Wasserwerke: Pumpen und Aufbereitung energieoptimiert steuern
Wasserwerke sind lebenswichtige Infrastrukturen, die rund um die Uhr zuverlässig funktionieren müssen. Allerdings verbrauchen sie auch enorme Mengen an Energie - für das Pumpen, Filtern und Aufbereiten des Wassers. Viele Betreiber suchen daher nach Möglichkeiten, ihre Energiekosten zu senken und gleichzeitig die Effizienz und Nachhaltigkeit ihrer Anlagen zu erhöhen.
Herausforderungen der Branche
- Hoher Energieverbrauch: Der Betrieb von Pumpen, Filtern, Belüftung und Desinfektion verursacht einen erheblichen Energiebedarf in Wasserwerken.
- Schwankende Nachfrage: Der Wasserbedarf unterliegt starken Schwankungen im Tages- und Jahresverlauf, was die Planung der Energieversorgung erschwert.

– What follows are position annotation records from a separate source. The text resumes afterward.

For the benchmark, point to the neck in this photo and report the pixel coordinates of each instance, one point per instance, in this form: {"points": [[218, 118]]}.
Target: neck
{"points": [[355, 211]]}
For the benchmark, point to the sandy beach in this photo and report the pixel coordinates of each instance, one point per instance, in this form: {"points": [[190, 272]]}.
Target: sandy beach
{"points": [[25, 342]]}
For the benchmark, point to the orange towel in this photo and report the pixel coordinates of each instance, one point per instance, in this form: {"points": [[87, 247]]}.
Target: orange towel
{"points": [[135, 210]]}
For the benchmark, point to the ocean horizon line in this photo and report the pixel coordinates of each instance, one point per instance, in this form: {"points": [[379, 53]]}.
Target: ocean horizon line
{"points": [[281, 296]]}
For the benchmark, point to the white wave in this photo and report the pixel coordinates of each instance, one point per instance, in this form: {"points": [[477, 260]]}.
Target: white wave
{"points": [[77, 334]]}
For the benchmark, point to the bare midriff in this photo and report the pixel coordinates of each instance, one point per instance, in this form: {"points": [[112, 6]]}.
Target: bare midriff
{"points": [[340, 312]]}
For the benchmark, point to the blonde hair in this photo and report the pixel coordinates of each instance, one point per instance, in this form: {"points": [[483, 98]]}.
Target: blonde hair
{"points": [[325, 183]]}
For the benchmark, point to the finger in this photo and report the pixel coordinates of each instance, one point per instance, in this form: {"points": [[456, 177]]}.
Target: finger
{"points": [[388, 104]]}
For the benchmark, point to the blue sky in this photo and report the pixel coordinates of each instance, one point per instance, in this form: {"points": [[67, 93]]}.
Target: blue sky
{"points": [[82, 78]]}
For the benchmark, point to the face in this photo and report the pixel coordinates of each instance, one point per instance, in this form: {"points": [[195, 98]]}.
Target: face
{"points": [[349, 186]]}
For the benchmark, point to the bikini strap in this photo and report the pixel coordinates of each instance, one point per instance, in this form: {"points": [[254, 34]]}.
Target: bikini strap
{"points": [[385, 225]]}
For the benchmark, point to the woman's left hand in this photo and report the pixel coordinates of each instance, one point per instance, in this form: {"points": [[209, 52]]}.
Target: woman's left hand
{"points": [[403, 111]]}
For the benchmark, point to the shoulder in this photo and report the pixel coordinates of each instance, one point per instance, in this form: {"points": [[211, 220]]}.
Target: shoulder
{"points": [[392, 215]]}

- Veraltete Technologie: Viele Wasserwerke nutzen noch alte, ineffiziente Anlagen, die hohe Energieverluste verursachen.
- Komplexe Prozesse: Die Wasseraufbereitung ist ein komplexes Zusammenspiel vieler Komponenten, deren Abstimmung eine Herausforderung darstellt.
Lösungsansätze mit KI und BESS
Moderne Energiemanagement-Systeme, die Künstliche Intelligenz (KI) und Batteriespeicher (BESS) einsetzen, bieten vielversprechende Lösungen für die Herausforderungen in Wasserwerken:
Optimierte Steuerung der Pumpen und Aufbereitungsprozesse
- KI-basierte Algorithmen analysieren Echtzeitdaten aus der Anlage und optimieren den Betrieb der Pumpen, Filter und Belüftung für maximale Energieeffizienz.
- Prädiktive Wartung erkennt frühzeitig Verschleißerscheinungen und ermöglicht eine vorausschauende Instandhaltung.
- Intelligente Steuerung passt den Betrieb dynamisch an die schwankende Wassernachfrage an, um Spitzenlastzeiten zu vermeiden.
Lastmanagement mit Batteriespeichern
- Batteriespeicher (BESS) dienen als Puffer, um Lastspitzen abzufangen und den Strombezug aus dem Netz zu glätten.
- Durch intelligentes Laden und Entladen der Speicher lassen sich Energiekosten und CO2-Emissionen reduzieren.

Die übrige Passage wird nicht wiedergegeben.